The employee does not start with the full 30 or 36 days immediately. The full sick leave cycle entitlement becomes available after the first six months, less any paid sick leave already taken during those first six months.
For example, if a new employee works a five-day week, they do not start day one with 30 paid sick leave days available. During the first six months, they earn one day of paid sick leave for every 26 days worked. Once they have completed six months of employment, the balance of the full 30-day entitlement for the 36-month cycle becomes available.
This is helpful for employers because it protects the business from immediately carrying the full sick leave exposure for a brand-new employee. It is helpful for employees because it confirms that they do start building sick leave from the beginning of employment.
The first six months are not a sick leave waiting period.
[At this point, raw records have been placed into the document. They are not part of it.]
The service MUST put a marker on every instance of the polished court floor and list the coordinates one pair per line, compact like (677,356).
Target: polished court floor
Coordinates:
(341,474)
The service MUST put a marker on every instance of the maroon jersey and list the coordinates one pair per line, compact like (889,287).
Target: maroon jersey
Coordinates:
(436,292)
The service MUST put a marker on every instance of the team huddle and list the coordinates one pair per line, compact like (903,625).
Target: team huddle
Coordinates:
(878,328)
They are a different calculation period.
Do probation employees get sick leave?
Yes. Probation employees are still employees.
Probation is used to assess whether an employee is suitable for the role. It does not remove the employee’s basic employment rights. If a probationary employee works 24 hours or more per month and falls under the BCEA, they are entitled to sick leave according to the normal rules.
This means that during the first six months, a probationary employee would also follow the one day of paid sick leave for every 26 days worked calculation.
Employers should avoid wording in contracts or policies that suggests employees have no sick leave rights during probation. Employees, however, should also remember that sick leave during probation still needs to be genuine, properly reported and supported by a medical certificate where required.
Can sick leave be taken during a notice period?
Yes, sick leave may apply during a notice period if the employee is genuinely unable to work because of illness or injury.
A notice period is still a working period unless the employer and employee agree otherwise. If the employee becomes ill during this time, the normal sick leave rules still apply. The employee must report the absence properly and provide a medical certificate where required.
Employers should not automatically treat sick leave during notice as suspicious or invalid. At the same time, employees should not treat sick leave as a way to avoid working notice. If there is a concern about abuse, the employer should follow a fair process and rely on proper evidence.
Getting sick leave entitlement right protects both employees and employers
Understanding sick leave in South Africa is ultimately about creating clarity, fairness and compliance in the workplace. Employers need to know who qualifies, how much paid sick leave must be made available, and how to calculate entitlement correctly across the 36-month cycle, including for new employees, probationary employees, temporary workers and shift-based staff.
Employees, in turn, should understand that sick leave starts from the beginning of employment, but is calculated differently during the first six months and must be used responsibly when they are genuinely unable to work.
When both sides understand the rules, sick leave becomes less of a grey area and more of a structured workplace protection that supports employee wellbeing, accurate payroll administration and better workforce planning.